Como ya lo contábamos, el Surubilo es, ante todo, un animal cuevero. Su instinto no es el de la transparencia del río, sino el del ocultamiento en el barro. Si antes aprovechaba el lodo protector de la política y los negocios para desaparecer, hoy, con la tierra rajada y los campos de 25 de Mayo convertidos en un polvoral, el Surubilo se aferra a las grietas.
La cueva en la grieta
Aunque el sol de este 2026 evapore hasta el último rastro de humedad superficial, el Surubilo sobrevive porque sabe meterse donde nadie mira. Es el oráculo de nuestra propia inconsistencia. Mientras figuras como Horacio Buratti buscaban pescarlo con las artes del mercado, el bicho ya se había encuevado en lo profundo de la idiosincrasia nacional.
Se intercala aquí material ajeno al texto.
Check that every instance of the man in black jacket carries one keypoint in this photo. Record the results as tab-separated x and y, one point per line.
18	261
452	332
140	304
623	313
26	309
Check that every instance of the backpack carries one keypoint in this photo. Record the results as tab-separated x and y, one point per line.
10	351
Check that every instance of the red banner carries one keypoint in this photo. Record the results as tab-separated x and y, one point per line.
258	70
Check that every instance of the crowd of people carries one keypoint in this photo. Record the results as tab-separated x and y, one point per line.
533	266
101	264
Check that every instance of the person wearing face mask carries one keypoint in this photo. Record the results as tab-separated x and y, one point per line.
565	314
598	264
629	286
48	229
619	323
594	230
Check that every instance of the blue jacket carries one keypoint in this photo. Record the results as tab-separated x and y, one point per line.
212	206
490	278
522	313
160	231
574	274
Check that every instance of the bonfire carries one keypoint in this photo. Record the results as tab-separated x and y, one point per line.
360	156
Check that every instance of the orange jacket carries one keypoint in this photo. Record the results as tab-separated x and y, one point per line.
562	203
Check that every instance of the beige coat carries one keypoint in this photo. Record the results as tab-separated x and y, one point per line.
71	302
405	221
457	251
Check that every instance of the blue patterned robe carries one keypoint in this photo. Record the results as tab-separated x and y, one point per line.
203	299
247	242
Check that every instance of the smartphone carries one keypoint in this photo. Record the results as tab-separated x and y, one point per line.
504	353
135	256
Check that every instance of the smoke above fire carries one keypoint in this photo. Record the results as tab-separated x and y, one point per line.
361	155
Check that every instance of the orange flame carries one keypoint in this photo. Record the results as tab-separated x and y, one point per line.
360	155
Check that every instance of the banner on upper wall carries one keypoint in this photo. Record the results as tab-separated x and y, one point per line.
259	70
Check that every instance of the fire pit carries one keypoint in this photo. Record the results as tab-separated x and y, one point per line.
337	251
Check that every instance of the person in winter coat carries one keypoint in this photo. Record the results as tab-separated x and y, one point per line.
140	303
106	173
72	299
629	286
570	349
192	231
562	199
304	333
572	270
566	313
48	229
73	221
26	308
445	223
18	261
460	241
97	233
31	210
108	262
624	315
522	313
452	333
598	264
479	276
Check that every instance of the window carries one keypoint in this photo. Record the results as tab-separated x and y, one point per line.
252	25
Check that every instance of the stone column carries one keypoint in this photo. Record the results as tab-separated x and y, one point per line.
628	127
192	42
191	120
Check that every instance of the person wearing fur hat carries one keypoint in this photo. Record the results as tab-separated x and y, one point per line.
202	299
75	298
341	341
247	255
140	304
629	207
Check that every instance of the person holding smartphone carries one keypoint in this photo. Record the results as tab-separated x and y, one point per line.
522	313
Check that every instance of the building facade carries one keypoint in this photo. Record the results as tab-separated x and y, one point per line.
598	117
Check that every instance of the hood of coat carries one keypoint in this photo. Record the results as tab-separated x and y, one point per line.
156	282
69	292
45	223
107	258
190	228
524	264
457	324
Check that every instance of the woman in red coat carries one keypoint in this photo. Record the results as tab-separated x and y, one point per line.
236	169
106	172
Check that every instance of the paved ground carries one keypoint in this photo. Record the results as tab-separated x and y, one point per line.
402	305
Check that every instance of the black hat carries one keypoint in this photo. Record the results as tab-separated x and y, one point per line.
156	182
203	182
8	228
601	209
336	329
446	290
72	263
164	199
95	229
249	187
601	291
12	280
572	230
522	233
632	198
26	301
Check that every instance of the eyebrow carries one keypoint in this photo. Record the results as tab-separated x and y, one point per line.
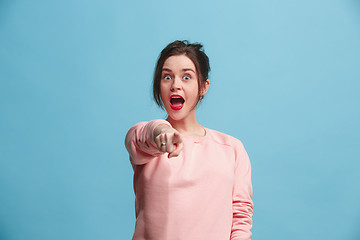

La sequía actual ha dejado al desnudo el cauce seco de los relatos, pero el Surubilo sigue ahí, agazapado. Es el pez que no necesita agua porque se nutre de la falta de firmeza de nuestro suelo. En un país que pasa del desborde de fango a la aridez absoluta, ser cuevero es una estrategia de Estado.
El aviso cumplido
Verlo hoy, asomando desde las fisuras de la tosca, es la confirmación de su vigencia. Ya lo contábamos: el Surubilo es el síntoma de una Argentina que siempre tiene una cueva preparada cuando el horizonte se pone seco. El fango se podrá secar, pero la maña del cuevero para encontrar refugio en la crisis sigue intacta.
El misterio del pez que nada en tierra hoy es más real que nunca. Porque en 2026, cuando ya no queda lodo para esconderse, el Surubilo nos enseña que siempre hay una cueva nueva para habitar.